For as long as I’ve been recording podcasts I’ve wanted to figure out how to learn more, and retain more, from the conversations. An audio recording of a good conversation can be a good experience for the listener; It can be good experiential learning. But the conversations contain so much more—facts sure, but also connections to other people, projects, stories, new perspectives, insights—which I know I’m missing. If something prompts my memory, I can recall the experience of the conversation, but everything else is either never learned, or if it was, I’ve subsequently lost it.
I’m reminded of…
If you remember what an author says, you have learned something from reading him. If what he says is true, you have even learned something about the world. But whether it is a fact about the book or a fact about the world that you have learned, you have gained nothing but information if you have exercised only your memory. You have not been enlightened. Enlightenment is achieved only when, in addition to knowing what an author says, you know what he means and why he says it.
~ Mortimer Adler, author of How to Read a Book, 1972
There are multiple levels of understanding and learning, contained in each conversation. At the root of my feeling that I’m missing out is the knowledge that I’m only retaining the most-superficial level of the experience.
It’s obviously for me. But by doing the writing in public everyone who finds a specific episode interesting would be able to capture and retain more of those “levels of experience” for themselves.
As I mentioned, my urge to do something more with the conversations is not new. In the Movers Mindset project, I have already experimented with ways to enable others to get more from each conversation. Two efforts in particular are worth discussing.
First, I’ve pushed the concept of episode notes to the limits of sanity. We have guest images, embedded audio player, guest pull-quotes, transcript excerpts, highlights, and the entire thing is organized by chapters—the audio files have embedded chapter information if your player-app supports it. Each section is cross-linked to the corresponding part of the full transcript; The transcripts are organized into sections which are linked back to the episode’s page. This takes massive effort involving myself, Melissa, Rev.com, custom software, and hours of time. Here, take a look at, Selene Yeager: Menopause, Health, and Writing.
Second, I’ve created a tool which enables exploring the episodes. If you were looking closely at Selene’s episode notes, you’ve seen one part of this already. The tool enables choosing a perspective, (for example, how did they answer the signature, three-words question,) and that perspective is dynamically inserted into the page that you saw. There are many other perspectives which you can interact with. (Imagine an old-fashioned, twist-adjustable kaleidoscope; the tool I built is the kaleidoscope and you’re pointing it at the entire Movers Mindset project.) If you want to try something mind-bending, take a look at, Exploring the Movers Mindset Project, where I explain it in more detail, and which includes embedded controls for playing with the current perspectives in real time.

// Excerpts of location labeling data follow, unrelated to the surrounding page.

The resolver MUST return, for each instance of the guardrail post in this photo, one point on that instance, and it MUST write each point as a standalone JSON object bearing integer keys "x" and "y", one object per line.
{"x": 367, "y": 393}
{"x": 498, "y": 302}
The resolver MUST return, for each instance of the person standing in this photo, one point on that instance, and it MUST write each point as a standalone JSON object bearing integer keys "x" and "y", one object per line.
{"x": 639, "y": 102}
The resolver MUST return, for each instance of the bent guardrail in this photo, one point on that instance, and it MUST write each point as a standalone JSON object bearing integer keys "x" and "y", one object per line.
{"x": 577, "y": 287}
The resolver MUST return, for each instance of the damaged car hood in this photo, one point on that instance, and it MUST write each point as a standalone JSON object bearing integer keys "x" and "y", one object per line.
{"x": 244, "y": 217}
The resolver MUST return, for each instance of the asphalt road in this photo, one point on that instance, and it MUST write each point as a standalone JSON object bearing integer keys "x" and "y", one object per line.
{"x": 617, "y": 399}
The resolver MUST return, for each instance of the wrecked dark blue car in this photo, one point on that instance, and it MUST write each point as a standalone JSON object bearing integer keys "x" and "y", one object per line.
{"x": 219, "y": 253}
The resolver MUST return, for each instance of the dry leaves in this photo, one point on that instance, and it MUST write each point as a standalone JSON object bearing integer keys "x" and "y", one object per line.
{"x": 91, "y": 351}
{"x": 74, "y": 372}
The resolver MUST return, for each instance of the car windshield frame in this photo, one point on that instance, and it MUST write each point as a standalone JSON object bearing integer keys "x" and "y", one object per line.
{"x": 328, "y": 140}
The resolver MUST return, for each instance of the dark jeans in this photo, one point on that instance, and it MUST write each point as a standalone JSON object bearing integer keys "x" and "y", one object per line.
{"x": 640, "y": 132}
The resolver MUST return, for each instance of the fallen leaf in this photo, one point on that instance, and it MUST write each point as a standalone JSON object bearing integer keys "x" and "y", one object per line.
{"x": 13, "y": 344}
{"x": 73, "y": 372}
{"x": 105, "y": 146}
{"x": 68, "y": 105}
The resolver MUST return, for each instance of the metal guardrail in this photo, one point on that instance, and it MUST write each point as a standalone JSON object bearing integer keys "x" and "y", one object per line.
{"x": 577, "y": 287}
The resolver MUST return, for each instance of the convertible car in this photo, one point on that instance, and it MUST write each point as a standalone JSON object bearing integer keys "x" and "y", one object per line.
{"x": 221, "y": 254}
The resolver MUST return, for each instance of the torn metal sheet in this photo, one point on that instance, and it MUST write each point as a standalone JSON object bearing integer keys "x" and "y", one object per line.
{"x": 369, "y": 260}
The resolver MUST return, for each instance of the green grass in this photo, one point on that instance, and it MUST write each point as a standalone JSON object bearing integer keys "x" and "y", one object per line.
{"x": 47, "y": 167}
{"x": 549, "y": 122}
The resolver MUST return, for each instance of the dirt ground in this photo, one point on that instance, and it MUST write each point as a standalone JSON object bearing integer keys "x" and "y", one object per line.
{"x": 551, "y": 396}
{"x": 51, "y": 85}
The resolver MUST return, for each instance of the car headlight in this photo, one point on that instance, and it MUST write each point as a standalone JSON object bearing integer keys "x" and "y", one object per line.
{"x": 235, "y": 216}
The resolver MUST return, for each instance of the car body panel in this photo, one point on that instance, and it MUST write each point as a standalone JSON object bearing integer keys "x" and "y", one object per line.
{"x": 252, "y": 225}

Beyond those to efforts, I’ve always wanted to write something based on the Movers Mindset conversations. Unfortunately, they’re quite long adding to the difficulty of finding a “chunk” to work on. One of my goals in creating the Podcaster Community, was to create a short-form-conversations companion podcast. (Look for Podcaster Community wherever you listen, or you can play the episodes via embeds on the community’s forum.) Those conversations are targeted at 20 minutes which usually leads to a single, clear thread appearing in each episode. This gives me terrific material to work with as I explore how to get at the deeper levels of learning within each episode.

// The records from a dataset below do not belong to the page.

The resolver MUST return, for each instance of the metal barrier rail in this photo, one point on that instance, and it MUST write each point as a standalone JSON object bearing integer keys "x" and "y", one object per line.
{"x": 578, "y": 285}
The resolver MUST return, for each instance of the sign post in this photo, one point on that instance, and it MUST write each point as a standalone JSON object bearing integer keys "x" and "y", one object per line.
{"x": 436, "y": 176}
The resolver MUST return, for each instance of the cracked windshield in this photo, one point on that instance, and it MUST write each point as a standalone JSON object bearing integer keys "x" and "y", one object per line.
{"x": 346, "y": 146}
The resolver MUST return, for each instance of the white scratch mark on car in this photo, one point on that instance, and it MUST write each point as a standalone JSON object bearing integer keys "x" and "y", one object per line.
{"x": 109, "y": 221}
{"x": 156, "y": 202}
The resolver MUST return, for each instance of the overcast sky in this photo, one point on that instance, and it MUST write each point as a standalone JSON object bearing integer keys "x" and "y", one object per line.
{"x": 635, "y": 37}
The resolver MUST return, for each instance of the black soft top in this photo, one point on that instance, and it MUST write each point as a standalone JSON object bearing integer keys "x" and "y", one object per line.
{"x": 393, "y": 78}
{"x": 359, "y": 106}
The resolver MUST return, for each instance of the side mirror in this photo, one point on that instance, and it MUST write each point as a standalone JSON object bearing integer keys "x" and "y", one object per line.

On July 15, 2021 I put up an article, On Storytelling, which is based on the first episode of the Podcaster Community’s companion show. That article was an experiment, and based on the responses it was a successful experiment.
Just figuring out how to write that article was an experiment. First I spent hours talking to various people about how to write an article from a conversation, and about what style, format and voice should be used in such an article. I tried a variety of tools for writing; Not simply “which text editor” but rather what process should I use. I tried: Listening and then starting with a blank page; Dumping the transcript into a spreadsheet (transcript in one column with a cell per block of dialog from each speaker) and converting each cell into corresponding prose in a second column; Working conceptually outwards to an outline of principles or topics, and then working back inwards to create prose. I eventually settled on a way to directly transform the raw transcript into a finished piece. Even though I’ve settled on a way to do it, it remains hard work. It took me three hours to write that experimental article. All of that to say: I’ve only done one, but I’m confident I can now do many more.
How many could I write? There are already 40+ episodes of the Podcaster Community’s show. I estimate there are 300 pieces of Movers Mindset episodes that could be articles. (Many episodes have 3+ threads of discussion, each the size of one of the Podcaster Community’s entire episodes.) I’ve also begun recording short-form-conversation episodes for Movers Mindset. With recording continuing across multiple projects, I have an effectively unlimited supply of raw material.
To free up enough time to write consistently, to make meaningful progress, my projects need to become a source of income for me. Movers Mindset has some patronage revenue, (you people are awesome,) and the Podcast Community has a core group of supporters, (also awesome,) which are covering its costs. But neither of them currently supports my life and creates space for this new writing.
My questions are…
Are the conversations valuable?
Would it be valuable to create articles from the conversations?